Q: Are there any FBT exemptions for small businesses?
A: There’s no specific small business exemption for FBT on cars. However, small businesses might qualify for other concessions like the small business entity depreciation rules.
Q: How does FBT work for company directors?
A: Company directors are considered employees for FBT purposes. If a director uses a company car privately, FBT applies in the same way as for other employees.
Q: Can I reduce FBT by having the employee contribute to running costs?
A: Yes, employee contributions reduce the taxable value of the benefit. These contributions must be actual payments (not just notional amounts) and can include fuel, maintenance, or a cash payment.
Q: What’s the difference between FBT and income tax on car benefits?

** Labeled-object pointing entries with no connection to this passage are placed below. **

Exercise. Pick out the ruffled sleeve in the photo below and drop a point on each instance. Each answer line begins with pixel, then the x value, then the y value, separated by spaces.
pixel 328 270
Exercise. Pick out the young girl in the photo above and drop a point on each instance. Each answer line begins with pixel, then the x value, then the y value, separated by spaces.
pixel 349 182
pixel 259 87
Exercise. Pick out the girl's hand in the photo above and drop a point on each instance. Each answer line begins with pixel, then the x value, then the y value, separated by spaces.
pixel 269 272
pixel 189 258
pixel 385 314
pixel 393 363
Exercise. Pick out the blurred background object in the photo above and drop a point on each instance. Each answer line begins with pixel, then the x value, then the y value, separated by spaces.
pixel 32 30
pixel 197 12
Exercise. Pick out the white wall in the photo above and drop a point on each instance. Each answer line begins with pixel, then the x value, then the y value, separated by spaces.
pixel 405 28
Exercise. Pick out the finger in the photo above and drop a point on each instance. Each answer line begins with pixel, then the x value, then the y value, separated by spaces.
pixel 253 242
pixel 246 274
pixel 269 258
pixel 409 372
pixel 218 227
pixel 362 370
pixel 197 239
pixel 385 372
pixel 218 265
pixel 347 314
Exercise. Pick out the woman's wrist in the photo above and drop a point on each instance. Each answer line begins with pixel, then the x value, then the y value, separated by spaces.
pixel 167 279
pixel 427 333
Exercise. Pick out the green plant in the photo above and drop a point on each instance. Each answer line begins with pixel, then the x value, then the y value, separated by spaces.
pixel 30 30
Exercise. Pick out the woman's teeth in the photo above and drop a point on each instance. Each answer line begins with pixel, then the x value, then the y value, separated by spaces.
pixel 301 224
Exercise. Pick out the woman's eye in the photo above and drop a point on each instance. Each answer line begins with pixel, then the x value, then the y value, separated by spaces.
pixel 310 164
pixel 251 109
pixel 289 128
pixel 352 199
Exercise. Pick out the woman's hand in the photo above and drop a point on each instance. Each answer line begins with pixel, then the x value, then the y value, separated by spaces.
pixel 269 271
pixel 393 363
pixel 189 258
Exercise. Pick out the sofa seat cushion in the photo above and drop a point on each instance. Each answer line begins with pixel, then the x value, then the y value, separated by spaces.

A: FBT is paid by the employer on the value of the benefit provided. Income tax would apply if the employee received additional salary instead of the car benefit. The tax effectiveness depends on the employee’s marginal tax rate compared to the FBT rate.
FBT on Cars: Key Takeaways and Action Steps
To effectively manage FBT on company cars:
- Choose the right calculation method: Compare the statutory formula, operating cost, and logbook methods to find which gives the lowest taxable value for your situation.
- Leverage electric vehicle incentives: Take advantage of the current FBT exemption for eligible EVs before it phases out in 2025.
- Implement proper record-keeping: Maintain all required documents for at least 5 years to support your FBT calculations.
- Consider employee contributions: Structure arrangements where employees contribute to running costs to reduce the taxable value.
- Review your FBT position annually: Changes in vehicle usage, employee contributions, or tax laws can significantly impact your liability.
- Seek professional advice: FBT rules are complex and frequently change. A tax professional can help optimise your position and ensure compliance.
- Stay updated on ATO guidance: Regularly check the ATO website for updates on FBT rates, exemptions, and calculation methods.
Remember that while FBT represents a cost to your business, company cars can also be a valuable tool for attracting and retaining employees, particularly when structured effectively.